Father Gordon thought it would be worth a great deal if someone undertook to satisfy his curiosity and find out if this Pat Malone, Evangelist, is by any means the same Pat who had stirred up the community fifteen years earlier.

"Maybe (as I sincerely hope) the resemblance of names is purely accidental. Two men can easily have the same name in this vast country of ours. If by chance, it is the same Malone, then God help the Baptist!"

Father Gordon felt progress had been made in at least one area when he quoted a write-up of what he called one for the most unique events in which he had been involved:

"Perhaps the committee in charge unwittingly arranged it so, or perhaps they did it deliberately but Centuria Commercial Club banquet staged last Thursday, aside from being one of the most enjoyable and most successful occasions of its kind ever staged in the village, was also one of the most unique of its kind ever held in this part of the state."

"The banquet was successful from the standpoint of attendance, over one hundred partaking, successful also because of the general spirit of good cheer and sociability which pervaded, the fine eatables served, and the interesting program."
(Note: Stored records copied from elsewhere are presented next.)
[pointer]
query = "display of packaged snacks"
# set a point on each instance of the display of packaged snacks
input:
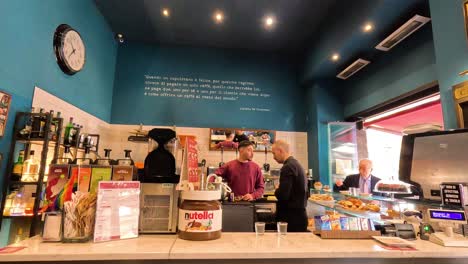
(344, 223)
(322, 222)
(354, 224)
(335, 224)
(364, 224)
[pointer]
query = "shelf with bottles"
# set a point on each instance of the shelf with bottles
(29, 156)
(38, 126)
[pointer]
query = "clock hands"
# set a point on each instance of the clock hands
(72, 53)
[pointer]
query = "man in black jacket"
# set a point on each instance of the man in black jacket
(292, 190)
(365, 181)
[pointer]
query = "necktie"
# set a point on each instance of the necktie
(365, 187)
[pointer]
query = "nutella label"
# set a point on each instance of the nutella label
(200, 221)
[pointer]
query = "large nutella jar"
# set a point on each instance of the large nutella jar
(200, 215)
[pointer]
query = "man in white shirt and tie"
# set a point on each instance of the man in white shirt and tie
(365, 181)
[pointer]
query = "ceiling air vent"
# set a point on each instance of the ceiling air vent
(352, 69)
(403, 32)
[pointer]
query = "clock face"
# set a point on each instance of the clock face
(69, 49)
(73, 50)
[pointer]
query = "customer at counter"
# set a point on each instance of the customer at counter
(228, 143)
(240, 136)
(243, 175)
(292, 190)
(365, 181)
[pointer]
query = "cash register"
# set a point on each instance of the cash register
(448, 219)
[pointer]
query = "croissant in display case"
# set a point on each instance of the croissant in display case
(389, 186)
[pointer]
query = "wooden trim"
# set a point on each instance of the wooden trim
(465, 16)
(457, 100)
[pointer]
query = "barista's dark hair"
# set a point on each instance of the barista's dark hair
(245, 143)
(228, 133)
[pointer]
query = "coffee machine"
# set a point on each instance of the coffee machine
(159, 197)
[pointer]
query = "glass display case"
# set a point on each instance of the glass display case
(379, 209)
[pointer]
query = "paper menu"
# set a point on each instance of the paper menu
(122, 173)
(99, 174)
(83, 174)
(118, 210)
(58, 177)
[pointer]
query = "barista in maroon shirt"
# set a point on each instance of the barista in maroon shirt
(243, 175)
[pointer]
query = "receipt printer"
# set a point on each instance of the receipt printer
(405, 231)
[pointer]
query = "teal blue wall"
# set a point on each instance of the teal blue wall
(270, 72)
(451, 50)
(404, 68)
(324, 106)
(27, 58)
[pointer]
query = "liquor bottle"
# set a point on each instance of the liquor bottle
(86, 160)
(18, 167)
(74, 134)
(68, 129)
(18, 236)
(30, 169)
(26, 131)
(127, 161)
(17, 206)
(38, 124)
(56, 124)
(53, 125)
(66, 157)
(106, 161)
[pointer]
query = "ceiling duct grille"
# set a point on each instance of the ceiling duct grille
(402, 32)
(352, 69)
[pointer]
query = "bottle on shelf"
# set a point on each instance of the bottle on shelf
(86, 160)
(30, 169)
(106, 161)
(127, 161)
(18, 167)
(56, 123)
(26, 131)
(18, 236)
(9, 202)
(38, 125)
(68, 133)
(53, 126)
(18, 204)
(66, 157)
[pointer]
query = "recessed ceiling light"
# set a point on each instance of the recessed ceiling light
(269, 21)
(219, 17)
(335, 57)
(368, 27)
(165, 12)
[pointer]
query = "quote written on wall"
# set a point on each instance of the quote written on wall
(204, 89)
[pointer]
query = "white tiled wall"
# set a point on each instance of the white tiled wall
(115, 136)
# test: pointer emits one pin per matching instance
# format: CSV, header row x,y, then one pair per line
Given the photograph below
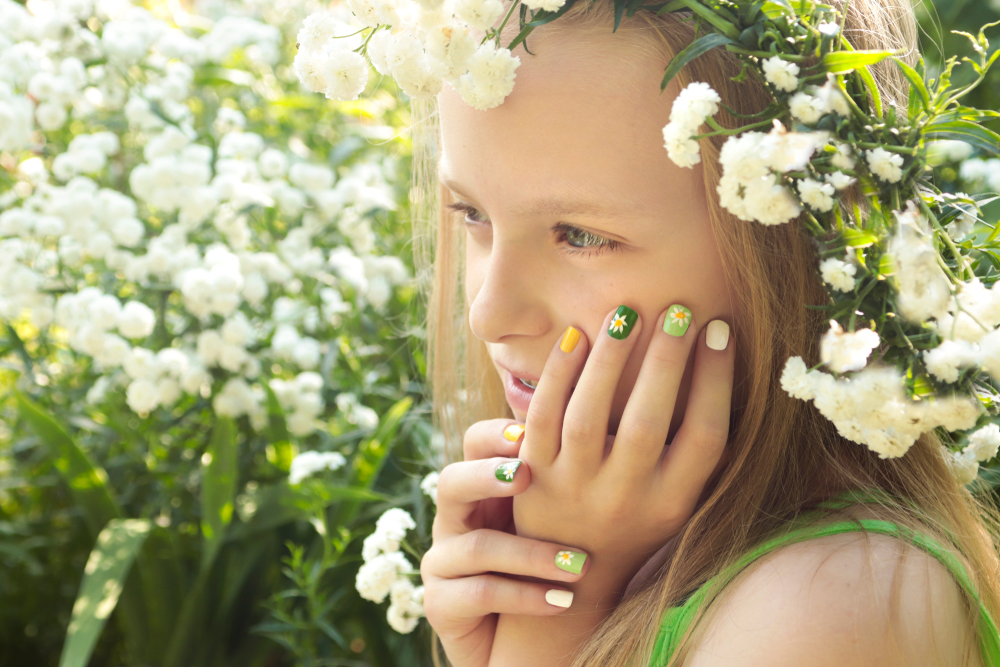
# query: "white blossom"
x,y
847,351
885,164
782,74
838,274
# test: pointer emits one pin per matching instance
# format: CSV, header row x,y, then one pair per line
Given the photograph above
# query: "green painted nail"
x,y
505,471
571,561
622,322
677,321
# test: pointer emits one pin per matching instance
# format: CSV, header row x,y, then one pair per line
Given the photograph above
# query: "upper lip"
x,y
517,374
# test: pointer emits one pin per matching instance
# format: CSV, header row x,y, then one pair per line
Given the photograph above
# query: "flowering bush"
x,y
202,307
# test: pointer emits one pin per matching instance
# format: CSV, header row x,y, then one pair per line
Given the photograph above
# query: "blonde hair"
x,y
784,456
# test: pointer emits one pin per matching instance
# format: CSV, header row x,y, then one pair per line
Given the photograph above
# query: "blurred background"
x,y
215,447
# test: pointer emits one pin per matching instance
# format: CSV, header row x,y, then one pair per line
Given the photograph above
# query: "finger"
x,y
464,484
486,550
642,432
586,422
701,439
543,427
454,600
492,437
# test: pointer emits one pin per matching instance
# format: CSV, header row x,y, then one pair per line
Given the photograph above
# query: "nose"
x,y
506,297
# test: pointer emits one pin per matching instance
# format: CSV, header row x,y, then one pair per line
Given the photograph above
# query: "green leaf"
x,y
841,62
856,238
963,130
540,18
218,489
916,81
87,481
103,580
696,48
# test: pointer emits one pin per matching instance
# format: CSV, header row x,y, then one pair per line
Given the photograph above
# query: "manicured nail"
x,y
513,432
505,471
570,339
677,321
622,322
717,336
571,561
559,598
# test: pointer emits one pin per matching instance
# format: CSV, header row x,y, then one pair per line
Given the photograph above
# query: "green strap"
x,y
677,619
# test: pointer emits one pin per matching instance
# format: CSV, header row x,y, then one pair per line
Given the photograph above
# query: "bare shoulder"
x,y
828,601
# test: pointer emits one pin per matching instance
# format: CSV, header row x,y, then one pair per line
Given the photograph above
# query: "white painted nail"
x,y
717,336
559,598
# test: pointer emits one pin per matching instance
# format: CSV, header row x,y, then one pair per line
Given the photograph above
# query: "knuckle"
x,y
483,590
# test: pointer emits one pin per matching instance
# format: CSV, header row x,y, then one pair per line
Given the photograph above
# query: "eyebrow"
x,y
559,206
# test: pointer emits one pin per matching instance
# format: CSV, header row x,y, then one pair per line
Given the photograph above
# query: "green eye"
x,y
578,238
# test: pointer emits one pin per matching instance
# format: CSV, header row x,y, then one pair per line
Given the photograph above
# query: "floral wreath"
x,y
909,278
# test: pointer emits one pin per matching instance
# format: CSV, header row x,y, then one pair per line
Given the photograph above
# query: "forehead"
x,y
584,121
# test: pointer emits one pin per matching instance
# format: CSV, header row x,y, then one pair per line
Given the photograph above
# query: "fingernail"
x,y
505,471
677,321
570,339
513,432
571,561
622,322
717,336
559,598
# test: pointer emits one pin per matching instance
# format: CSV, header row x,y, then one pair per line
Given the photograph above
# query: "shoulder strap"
x,y
677,619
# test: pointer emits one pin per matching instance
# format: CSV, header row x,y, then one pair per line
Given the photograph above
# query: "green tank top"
x,y
677,619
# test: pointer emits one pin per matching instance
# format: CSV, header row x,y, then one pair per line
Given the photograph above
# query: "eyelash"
x,y
562,229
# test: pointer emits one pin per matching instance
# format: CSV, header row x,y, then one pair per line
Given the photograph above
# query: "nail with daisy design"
x,y
677,321
622,322
505,471
571,561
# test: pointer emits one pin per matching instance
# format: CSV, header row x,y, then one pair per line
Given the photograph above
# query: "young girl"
x,y
636,486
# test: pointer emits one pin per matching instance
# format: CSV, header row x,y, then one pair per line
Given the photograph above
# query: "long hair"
x,y
784,456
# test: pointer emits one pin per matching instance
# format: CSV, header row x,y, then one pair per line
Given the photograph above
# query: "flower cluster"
x,y
309,463
225,262
419,43
385,571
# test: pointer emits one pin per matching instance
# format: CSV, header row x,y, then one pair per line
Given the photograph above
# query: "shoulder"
x,y
839,600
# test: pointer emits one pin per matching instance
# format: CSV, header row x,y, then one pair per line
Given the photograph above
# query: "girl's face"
x,y
572,206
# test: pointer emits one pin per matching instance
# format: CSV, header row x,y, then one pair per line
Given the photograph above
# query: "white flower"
x,y
807,108
984,442
345,73
797,381
490,77
963,466
142,395
843,351
376,577
816,195
681,148
781,74
480,14
924,290
547,5
136,320
769,202
310,67
885,165
945,361
309,463
842,157
429,485
838,274
839,180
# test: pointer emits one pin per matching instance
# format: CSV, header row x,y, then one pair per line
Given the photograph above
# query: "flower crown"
x,y
910,277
"But the unique feature was called to attention by Reverend Philip Gordon, toastmaster for the evening, who in his inimitable, humorous way, pointed out that the banquet was being held in the dining room of a Swedish Lutheran Church, with the pastor of the church asking grace at the beginning and pronouncing the benediction at the close; the band was under the direction of the pastor of the German Lutheran Church; the Methodist pastor was on the speaking program; the toastmaster was the pastor of an Irish Catholic parish; of the three members of the committee in charge, one was an Englishman, one a Dane and one a German; the main speaker of the evening was a Scotchman; the entertainment of the evening gave Italian and French dialect reading as a part of the program; and to further complete the mixture, there was one real American present - an Indian - no one, but the Reverend Gordon."